L’inverno è definitivamente alle spalle e, con esso, anche la stagione influenzale. Una stagione che si è conclusa con segni evidenti e inattesi: l’epidemia degli scorsi mesi ha registrato un tasso di mortalità negli anziani più elevato rispetto alle attese in tutto il vecchio Continente, ma è proprio l’Italia a segnare il record negativo, con un aumento dei decessi del 15 per cento.

In particolare, sulla base dei dati forniti dal network Euromomo per il monitoraggio sulla mortalità, a cui partecipano 19 Paesi europei, si sarebbe osservato un incremento dei decessi per tutte le cause nelle ultime due settimane del mese di dicembre 2016 e nelle prime quattro settimane di gennaio 2017 in Italia, in Francia, in Spagna e in Portogallo, per poi ritornare nei valori attesi alla fine del mese di febbraio.

Come suggerito dal titolo del nostro posto, purtroppo, il dato peggiore è stato quello sancito dall’Istituto superiore della sanità, che afferma che vi sarebbe stato un incremento del 15% dei decessi degli anziani e, nella settimana di picco, un aumento del 42% rispetto al valore atteso e potenzialmente attribuibile all’epidemia influenzale.
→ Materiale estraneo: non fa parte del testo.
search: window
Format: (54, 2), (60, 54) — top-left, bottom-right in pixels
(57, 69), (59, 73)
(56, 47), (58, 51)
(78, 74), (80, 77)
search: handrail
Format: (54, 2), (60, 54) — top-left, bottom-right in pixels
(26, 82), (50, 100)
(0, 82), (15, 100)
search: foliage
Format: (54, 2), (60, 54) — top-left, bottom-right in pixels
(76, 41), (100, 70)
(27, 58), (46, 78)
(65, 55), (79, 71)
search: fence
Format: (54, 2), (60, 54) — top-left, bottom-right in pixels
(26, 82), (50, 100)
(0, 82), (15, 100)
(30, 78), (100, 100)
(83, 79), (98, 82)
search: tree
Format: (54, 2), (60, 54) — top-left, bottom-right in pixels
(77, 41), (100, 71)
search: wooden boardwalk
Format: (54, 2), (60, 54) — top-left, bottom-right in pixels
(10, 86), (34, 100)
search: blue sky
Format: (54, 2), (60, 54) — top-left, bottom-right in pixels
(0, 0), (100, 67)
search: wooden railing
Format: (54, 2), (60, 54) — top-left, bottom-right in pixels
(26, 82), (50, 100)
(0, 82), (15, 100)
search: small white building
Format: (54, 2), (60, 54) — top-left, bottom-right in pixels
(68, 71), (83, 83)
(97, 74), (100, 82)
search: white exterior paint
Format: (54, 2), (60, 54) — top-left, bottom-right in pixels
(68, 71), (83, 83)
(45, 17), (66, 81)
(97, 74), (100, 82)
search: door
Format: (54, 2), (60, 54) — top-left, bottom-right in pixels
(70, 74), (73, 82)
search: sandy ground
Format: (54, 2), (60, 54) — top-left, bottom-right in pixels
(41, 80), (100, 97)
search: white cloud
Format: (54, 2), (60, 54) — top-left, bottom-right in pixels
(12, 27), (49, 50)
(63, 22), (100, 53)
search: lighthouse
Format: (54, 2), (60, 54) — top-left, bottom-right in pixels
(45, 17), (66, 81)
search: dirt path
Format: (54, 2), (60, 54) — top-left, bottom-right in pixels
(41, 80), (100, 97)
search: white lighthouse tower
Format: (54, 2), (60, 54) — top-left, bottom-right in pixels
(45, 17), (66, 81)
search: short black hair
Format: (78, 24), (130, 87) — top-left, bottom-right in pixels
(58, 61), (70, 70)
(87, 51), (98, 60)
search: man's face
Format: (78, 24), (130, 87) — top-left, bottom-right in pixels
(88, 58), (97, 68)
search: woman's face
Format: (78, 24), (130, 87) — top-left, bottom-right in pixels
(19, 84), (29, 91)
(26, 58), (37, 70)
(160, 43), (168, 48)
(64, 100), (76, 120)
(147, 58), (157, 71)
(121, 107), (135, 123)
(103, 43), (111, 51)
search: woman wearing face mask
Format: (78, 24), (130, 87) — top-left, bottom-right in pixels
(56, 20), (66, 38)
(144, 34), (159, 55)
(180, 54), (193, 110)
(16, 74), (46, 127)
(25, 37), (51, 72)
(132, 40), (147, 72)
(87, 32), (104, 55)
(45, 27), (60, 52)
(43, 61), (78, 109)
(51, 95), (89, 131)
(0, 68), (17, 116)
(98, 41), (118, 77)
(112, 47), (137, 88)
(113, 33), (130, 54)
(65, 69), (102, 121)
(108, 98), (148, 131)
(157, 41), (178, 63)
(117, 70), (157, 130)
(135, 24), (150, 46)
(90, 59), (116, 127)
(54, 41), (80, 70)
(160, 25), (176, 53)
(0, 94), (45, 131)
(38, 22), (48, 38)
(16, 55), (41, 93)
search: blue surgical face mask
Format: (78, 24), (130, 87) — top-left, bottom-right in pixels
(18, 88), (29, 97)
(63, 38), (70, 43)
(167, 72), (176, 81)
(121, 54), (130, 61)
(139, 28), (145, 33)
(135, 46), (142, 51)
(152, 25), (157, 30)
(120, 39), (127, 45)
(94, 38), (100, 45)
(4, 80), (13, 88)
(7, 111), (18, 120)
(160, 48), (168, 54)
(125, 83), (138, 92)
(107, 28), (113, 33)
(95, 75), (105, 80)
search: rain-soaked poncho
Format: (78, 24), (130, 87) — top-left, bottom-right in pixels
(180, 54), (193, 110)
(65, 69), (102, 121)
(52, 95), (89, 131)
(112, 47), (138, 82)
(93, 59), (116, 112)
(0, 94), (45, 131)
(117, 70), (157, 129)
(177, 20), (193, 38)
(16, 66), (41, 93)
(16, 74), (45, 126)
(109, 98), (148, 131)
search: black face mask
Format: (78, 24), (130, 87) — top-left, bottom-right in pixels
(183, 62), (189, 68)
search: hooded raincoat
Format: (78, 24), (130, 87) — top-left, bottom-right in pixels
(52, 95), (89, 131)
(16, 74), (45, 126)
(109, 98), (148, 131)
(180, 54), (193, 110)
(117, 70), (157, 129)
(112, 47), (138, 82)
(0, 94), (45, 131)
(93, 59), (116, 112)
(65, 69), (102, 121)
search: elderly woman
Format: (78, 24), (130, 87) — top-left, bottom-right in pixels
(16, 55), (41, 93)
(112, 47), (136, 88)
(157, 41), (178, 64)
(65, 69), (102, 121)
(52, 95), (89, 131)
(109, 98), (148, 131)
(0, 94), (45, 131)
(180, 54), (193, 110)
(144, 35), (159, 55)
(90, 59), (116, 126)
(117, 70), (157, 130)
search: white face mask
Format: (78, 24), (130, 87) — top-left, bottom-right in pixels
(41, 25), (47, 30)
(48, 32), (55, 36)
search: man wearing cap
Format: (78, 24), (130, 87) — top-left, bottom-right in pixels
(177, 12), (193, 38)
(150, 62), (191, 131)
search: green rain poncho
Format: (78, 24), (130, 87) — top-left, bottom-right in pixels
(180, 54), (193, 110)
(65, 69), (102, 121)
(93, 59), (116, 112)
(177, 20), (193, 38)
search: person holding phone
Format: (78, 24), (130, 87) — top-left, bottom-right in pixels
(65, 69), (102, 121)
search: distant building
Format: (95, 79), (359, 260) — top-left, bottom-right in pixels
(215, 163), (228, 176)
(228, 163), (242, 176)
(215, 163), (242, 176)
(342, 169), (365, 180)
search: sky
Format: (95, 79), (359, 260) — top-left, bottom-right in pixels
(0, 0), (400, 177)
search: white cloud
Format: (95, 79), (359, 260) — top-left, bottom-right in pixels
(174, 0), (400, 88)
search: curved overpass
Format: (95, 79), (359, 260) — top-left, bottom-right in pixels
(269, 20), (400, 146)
Peraltro, si legge ancora in una nota, a contribuire all’incremento della mortalità in questo scorcio di stagione invernale sarebbe stata la particolare virulenza delll’epidemia del virus in questione, associata a una bassa copertura vaccinale negli anziani, di cui sta osservando un decremento progressivo fino a scendere sotto la soglia del 50%, nonostante l’obiettivo minimo stabilito dall’Organizzazione mondiale della salute e del ministero della Salute sia il raggiungimento del 75 per cento della copertura tra gli over 65 e tra i soggetti con conndizioni di rischio.

“Ogni anno nei laboratori di tutto il mondo vengono formulate diverse combinazioni dei ceppi vaccinali previsti per la stagione successiva per cercare di arginare la diffusione dell’epidemia – spiega Walter Ricciardi, presidente dell’Iss – La campagna vaccinale è importante perché nella popolazione anziana, anche laddove la formulazione non è perfetta, è in grado di attenuare la virulenza e di favorire un decorso clinico migliore prevenendo comunque almeno il 40% della mortalità. I dati europei – prosegue – ci dicono anche che nei Paesi dove la copertura vaccinale è maggiore e le raccomandazioni sono estese anche ad altri gruppi di popolazione, l’eccesso osservato è stato di gran lunga inferiore”.